The vet, who I suspect only opens on Sundays because we’re likely to turn up, can see us. My husband digs out the car, I dig out the cat basket, and half an hour later the cat and I are in the company of a rabbit with a suspected stroke and a dog that has swallowed a packet of painkillers.

The vet calls us in and I tell him we’ve noticed the cat is drinking a lot of water inside the house.

I don’t mention I haven’t got round to taking the tree down yet, but leave it hanging, as if we have installed a small ornamental pond in front of the telly.

That, he says, taking the cat out of the basket, could be because all the water outside is frozen.

But it could also be because of one of the ailments I’ve Googled.
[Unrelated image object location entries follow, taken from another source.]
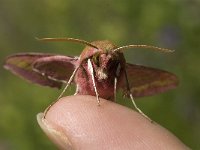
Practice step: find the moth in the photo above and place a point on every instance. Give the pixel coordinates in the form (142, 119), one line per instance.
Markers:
(100, 70)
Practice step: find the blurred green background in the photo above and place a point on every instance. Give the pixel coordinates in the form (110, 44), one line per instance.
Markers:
(171, 24)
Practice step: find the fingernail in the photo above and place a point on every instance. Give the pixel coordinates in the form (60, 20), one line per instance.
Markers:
(60, 139)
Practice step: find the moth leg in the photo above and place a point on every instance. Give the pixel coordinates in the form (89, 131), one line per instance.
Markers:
(131, 96)
(115, 88)
(90, 68)
(68, 83)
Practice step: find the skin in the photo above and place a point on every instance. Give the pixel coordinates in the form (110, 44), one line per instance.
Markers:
(76, 122)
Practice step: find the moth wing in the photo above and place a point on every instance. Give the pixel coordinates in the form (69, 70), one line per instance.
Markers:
(145, 81)
(22, 65)
(58, 67)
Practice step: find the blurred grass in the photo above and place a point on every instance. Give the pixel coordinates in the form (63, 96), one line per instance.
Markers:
(171, 24)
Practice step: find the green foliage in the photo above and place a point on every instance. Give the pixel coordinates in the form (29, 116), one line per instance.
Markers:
(168, 23)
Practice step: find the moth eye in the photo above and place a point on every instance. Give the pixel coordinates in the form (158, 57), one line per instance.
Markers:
(95, 59)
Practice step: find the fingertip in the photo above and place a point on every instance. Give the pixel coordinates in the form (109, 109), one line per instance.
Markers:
(108, 126)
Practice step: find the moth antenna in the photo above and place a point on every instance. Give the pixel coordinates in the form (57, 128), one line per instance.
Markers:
(90, 68)
(165, 50)
(67, 40)
(131, 96)
(68, 83)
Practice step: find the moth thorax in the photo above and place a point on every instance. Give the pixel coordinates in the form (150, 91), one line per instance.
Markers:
(101, 74)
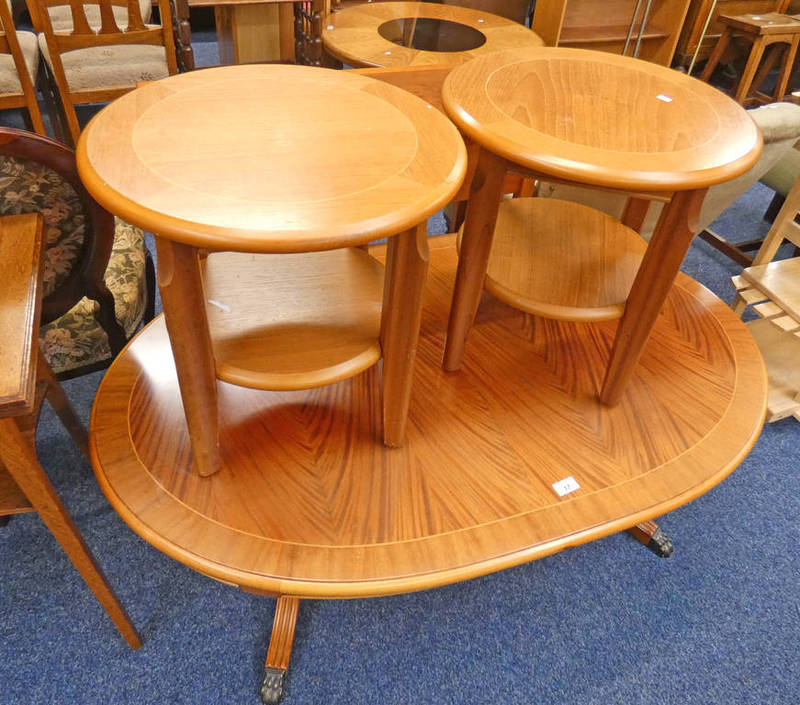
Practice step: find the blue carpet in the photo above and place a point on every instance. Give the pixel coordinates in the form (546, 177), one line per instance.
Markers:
(603, 623)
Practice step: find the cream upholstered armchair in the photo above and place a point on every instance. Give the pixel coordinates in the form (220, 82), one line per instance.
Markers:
(98, 277)
(779, 124)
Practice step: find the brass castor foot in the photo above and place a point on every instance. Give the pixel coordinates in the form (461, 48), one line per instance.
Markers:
(272, 687)
(649, 533)
(660, 544)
He takes the cat to another room for a few minutes, there are a couple of indignant miaows, and then he’s back. The blood and urine tests will be back very soon, he says.

As I’m closing the cat basket, I try to imagine how you’d take a urine sample from a cat.
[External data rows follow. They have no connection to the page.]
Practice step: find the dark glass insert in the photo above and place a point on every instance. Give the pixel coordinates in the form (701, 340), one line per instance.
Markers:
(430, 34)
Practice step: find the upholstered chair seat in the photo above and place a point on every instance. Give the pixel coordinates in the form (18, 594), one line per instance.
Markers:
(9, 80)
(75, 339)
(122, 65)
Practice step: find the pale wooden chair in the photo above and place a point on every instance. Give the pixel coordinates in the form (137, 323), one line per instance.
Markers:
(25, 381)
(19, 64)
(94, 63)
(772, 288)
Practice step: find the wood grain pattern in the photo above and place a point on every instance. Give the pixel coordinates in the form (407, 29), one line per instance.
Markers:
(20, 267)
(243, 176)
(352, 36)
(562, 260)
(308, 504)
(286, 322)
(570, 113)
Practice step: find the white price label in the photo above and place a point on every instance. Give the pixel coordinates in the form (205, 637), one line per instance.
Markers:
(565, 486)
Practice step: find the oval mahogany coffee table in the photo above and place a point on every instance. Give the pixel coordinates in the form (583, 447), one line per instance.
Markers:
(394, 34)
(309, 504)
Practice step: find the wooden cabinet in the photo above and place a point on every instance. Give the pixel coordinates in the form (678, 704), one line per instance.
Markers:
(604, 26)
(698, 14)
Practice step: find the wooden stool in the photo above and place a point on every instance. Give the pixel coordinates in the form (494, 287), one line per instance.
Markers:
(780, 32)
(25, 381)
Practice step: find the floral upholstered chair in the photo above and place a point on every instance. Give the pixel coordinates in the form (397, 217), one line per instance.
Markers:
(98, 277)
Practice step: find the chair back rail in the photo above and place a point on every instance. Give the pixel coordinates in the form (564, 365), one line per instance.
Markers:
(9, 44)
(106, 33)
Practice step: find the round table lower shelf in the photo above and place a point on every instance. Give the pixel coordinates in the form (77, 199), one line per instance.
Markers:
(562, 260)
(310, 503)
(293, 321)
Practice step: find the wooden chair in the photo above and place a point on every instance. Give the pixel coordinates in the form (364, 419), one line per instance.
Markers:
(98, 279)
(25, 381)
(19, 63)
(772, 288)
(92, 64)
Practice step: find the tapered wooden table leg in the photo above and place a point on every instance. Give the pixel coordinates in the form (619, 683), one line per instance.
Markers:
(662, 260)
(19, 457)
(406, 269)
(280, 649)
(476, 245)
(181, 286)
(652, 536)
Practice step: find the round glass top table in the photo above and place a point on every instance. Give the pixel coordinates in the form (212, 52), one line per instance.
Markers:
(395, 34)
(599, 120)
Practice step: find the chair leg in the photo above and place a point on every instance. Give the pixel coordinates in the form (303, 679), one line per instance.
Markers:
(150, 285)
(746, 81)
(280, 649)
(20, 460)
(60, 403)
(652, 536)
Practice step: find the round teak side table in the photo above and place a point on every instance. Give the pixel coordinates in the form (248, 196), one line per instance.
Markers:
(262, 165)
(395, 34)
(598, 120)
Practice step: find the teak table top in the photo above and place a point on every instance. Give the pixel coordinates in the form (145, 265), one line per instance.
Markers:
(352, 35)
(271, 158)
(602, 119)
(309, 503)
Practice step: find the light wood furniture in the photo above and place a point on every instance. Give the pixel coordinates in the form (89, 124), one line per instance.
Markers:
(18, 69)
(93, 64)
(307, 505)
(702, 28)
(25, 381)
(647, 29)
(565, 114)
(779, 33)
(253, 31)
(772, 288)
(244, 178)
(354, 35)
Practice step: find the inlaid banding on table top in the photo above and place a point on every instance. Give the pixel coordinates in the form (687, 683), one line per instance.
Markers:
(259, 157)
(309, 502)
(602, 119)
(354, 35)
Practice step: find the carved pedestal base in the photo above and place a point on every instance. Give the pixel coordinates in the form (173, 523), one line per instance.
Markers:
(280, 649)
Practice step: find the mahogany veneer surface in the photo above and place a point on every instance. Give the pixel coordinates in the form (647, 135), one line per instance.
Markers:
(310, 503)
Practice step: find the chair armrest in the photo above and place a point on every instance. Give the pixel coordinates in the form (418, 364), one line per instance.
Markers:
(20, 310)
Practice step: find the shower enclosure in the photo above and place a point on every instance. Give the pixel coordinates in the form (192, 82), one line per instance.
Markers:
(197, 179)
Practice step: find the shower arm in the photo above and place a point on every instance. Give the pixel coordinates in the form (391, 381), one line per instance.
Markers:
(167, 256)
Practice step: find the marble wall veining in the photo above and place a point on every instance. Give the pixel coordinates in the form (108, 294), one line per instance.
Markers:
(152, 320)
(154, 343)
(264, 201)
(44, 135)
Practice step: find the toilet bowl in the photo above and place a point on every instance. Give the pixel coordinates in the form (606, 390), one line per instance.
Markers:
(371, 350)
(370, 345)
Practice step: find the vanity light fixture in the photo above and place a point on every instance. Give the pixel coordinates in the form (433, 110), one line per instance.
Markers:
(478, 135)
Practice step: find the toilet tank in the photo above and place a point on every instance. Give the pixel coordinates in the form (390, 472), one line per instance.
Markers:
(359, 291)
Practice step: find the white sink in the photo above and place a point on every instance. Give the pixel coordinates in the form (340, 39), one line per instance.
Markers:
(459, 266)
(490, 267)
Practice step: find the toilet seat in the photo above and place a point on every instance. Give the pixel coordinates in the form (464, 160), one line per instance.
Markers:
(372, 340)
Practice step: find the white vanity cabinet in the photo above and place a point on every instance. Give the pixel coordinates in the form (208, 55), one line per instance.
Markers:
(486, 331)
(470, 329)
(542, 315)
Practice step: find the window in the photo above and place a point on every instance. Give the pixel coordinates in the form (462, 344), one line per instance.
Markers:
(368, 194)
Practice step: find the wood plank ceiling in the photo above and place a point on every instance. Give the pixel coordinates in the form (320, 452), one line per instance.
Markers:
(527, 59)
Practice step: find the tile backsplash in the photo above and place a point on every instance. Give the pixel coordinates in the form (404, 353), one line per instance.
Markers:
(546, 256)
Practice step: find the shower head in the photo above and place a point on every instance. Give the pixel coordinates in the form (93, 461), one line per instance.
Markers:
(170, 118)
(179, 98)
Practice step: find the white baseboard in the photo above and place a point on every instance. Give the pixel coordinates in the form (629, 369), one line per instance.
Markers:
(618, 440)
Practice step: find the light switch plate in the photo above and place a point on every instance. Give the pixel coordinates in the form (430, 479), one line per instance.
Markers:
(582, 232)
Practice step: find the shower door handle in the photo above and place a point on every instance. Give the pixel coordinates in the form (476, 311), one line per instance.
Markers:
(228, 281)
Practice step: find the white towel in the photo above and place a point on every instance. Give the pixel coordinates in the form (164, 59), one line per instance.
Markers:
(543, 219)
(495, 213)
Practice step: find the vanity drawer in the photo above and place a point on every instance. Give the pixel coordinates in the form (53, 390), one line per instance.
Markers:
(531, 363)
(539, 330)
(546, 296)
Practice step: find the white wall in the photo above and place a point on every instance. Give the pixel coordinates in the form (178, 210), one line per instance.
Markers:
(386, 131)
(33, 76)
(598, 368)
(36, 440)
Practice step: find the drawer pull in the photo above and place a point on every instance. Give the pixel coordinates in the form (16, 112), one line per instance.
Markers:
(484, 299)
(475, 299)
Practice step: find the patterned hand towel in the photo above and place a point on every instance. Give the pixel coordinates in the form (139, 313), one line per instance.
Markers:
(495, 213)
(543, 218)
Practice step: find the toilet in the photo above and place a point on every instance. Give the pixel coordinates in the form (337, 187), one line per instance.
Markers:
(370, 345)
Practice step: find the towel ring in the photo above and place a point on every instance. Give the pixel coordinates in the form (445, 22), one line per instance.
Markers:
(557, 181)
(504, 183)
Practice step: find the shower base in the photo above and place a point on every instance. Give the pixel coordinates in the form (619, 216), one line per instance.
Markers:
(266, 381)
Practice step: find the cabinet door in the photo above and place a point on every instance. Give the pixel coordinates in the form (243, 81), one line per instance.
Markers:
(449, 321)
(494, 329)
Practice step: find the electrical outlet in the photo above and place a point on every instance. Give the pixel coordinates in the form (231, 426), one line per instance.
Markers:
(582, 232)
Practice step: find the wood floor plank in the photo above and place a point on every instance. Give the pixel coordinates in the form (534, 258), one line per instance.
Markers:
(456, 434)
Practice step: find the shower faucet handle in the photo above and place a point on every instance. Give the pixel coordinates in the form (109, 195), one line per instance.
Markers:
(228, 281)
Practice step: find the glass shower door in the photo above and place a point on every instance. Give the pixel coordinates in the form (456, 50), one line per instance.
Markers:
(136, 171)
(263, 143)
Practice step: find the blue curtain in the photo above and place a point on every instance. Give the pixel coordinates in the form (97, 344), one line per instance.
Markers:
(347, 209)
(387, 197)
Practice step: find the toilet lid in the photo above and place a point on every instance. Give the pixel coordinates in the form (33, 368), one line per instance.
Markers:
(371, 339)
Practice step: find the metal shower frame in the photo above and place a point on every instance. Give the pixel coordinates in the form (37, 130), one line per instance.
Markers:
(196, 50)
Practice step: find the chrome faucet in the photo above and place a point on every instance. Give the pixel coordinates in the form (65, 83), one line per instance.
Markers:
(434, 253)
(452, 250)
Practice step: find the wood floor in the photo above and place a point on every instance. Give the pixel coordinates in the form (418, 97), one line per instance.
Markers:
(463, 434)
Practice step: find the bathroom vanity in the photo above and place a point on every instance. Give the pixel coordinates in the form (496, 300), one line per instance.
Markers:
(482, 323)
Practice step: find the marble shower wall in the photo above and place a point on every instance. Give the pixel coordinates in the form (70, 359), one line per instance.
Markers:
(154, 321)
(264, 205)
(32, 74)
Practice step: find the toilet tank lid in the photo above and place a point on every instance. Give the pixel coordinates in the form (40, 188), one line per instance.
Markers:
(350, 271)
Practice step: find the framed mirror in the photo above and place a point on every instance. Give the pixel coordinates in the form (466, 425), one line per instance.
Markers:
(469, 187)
You simple put a fine, sharp needle into the bladder, says the vet. A piece of…well, you get the picture.

The bill equates to a night for two, including breakfast, in a nice country hotel.
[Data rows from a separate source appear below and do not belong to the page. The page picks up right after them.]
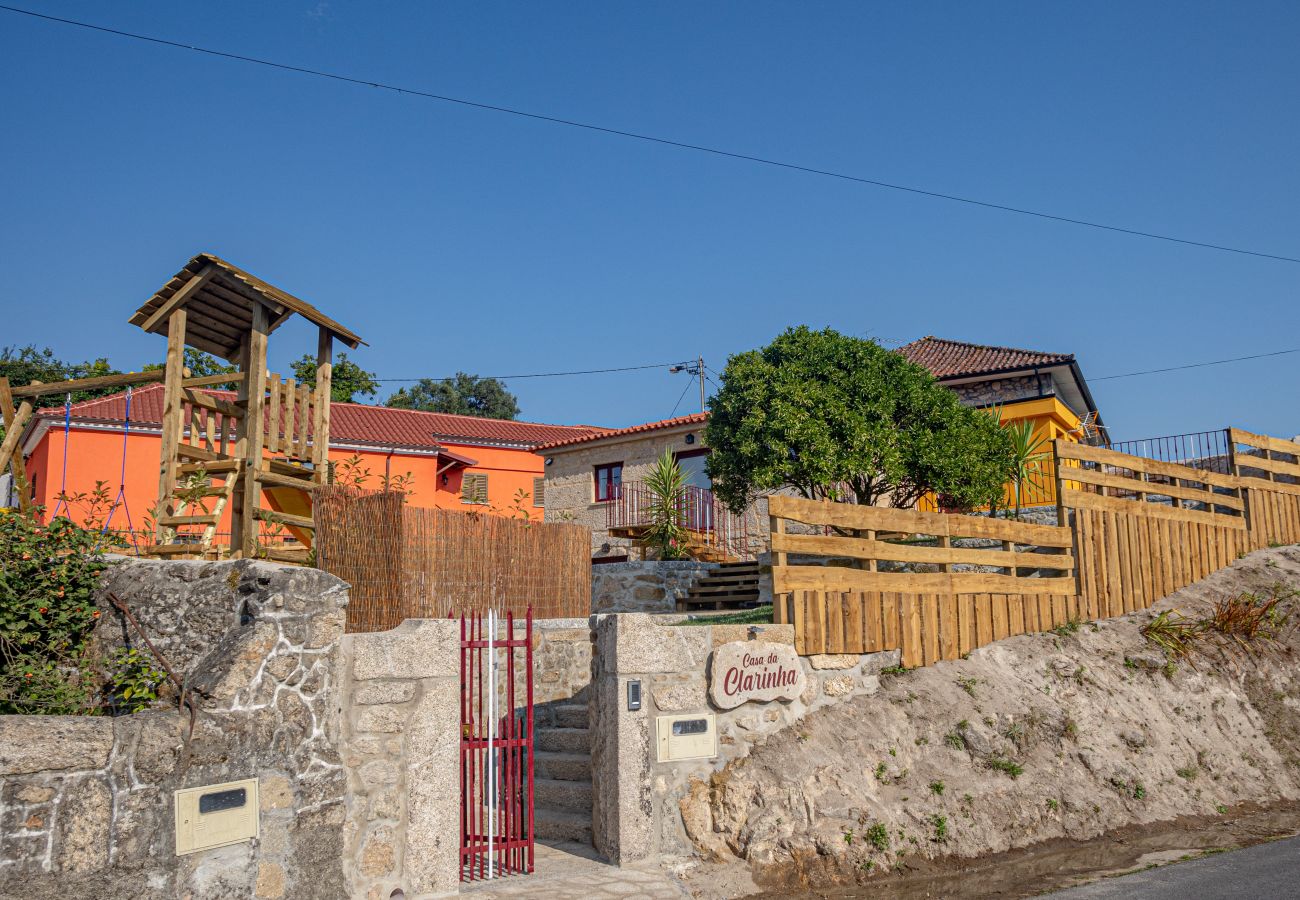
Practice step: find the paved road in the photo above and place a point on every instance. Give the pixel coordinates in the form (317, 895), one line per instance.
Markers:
(1264, 872)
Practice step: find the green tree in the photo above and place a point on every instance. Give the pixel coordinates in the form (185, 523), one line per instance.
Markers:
(26, 364)
(200, 364)
(841, 418)
(464, 394)
(347, 379)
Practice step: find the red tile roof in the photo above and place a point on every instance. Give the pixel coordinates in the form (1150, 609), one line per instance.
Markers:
(356, 423)
(953, 359)
(694, 418)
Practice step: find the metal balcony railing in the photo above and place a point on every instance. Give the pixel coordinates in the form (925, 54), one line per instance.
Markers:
(701, 513)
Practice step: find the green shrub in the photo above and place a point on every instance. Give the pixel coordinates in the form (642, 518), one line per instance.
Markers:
(48, 575)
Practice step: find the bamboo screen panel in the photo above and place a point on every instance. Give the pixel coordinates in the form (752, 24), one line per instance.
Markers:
(408, 562)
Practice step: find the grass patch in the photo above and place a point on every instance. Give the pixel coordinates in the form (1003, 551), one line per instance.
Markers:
(759, 615)
(1006, 766)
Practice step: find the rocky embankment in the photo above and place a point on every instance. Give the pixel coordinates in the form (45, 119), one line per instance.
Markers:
(1031, 739)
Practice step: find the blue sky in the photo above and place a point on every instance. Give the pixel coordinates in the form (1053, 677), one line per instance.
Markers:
(460, 239)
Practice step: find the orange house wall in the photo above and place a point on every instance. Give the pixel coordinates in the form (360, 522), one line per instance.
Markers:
(98, 455)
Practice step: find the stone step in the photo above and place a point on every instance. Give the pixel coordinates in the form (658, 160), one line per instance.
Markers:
(550, 825)
(570, 715)
(562, 740)
(562, 766)
(557, 795)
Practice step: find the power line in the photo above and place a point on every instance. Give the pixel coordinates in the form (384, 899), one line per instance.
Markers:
(544, 375)
(650, 138)
(689, 385)
(1196, 366)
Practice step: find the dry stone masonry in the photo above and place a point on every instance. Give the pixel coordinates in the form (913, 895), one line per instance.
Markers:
(86, 801)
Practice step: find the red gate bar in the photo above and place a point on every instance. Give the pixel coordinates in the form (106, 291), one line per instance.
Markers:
(510, 739)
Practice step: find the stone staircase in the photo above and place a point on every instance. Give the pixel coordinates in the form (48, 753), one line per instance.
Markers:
(733, 585)
(562, 773)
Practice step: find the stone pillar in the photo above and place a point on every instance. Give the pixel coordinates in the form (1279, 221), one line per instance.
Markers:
(401, 732)
(629, 647)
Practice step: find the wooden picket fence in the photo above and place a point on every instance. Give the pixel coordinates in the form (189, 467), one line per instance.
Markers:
(406, 562)
(988, 579)
(857, 579)
(1269, 468)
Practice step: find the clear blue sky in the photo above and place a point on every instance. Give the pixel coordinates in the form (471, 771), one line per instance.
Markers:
(455, 238)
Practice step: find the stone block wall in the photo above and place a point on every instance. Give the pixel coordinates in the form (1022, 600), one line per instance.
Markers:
(86, 804)
(644, 587)
(637, 810)
(1004, 390)
(401, 739)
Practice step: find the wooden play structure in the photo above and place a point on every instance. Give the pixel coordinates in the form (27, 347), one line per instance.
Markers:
(260, 440)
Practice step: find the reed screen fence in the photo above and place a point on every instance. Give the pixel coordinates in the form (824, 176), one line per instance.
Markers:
(406, 562)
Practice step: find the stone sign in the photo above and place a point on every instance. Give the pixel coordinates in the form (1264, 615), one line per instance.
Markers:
(754, 670)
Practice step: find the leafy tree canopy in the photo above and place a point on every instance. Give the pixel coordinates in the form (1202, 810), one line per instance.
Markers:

Not that I’m resentful. Still, when I get a call a few hours later from the vet later with the results (negative – the cat was just thirsty) - I’m pretty impressed. An appointment, consultation, tests and results all on a Sunday. Nye Bevan slipped up somewhere.

“What’s that bald patch on his throat?” asks my husband when I get back, pointing to the area where that was shaved for the blood sample.

Oh, I expect he’s been self-harming, I say, but not out loud.

Then I remember how queasy my husband is. Show him a hypodermic needle and watch him turn green before your eyes.

“It’s where they went in to take the urine sample,” I say.

“The needle goes right down past the heart and vital organs, and then they just hope they hit the bladder rather than anything else down there.”

It’s a very pale, greyish sort of green.

I ignore him and the cat, and turn to page 24 of Wolf Hall.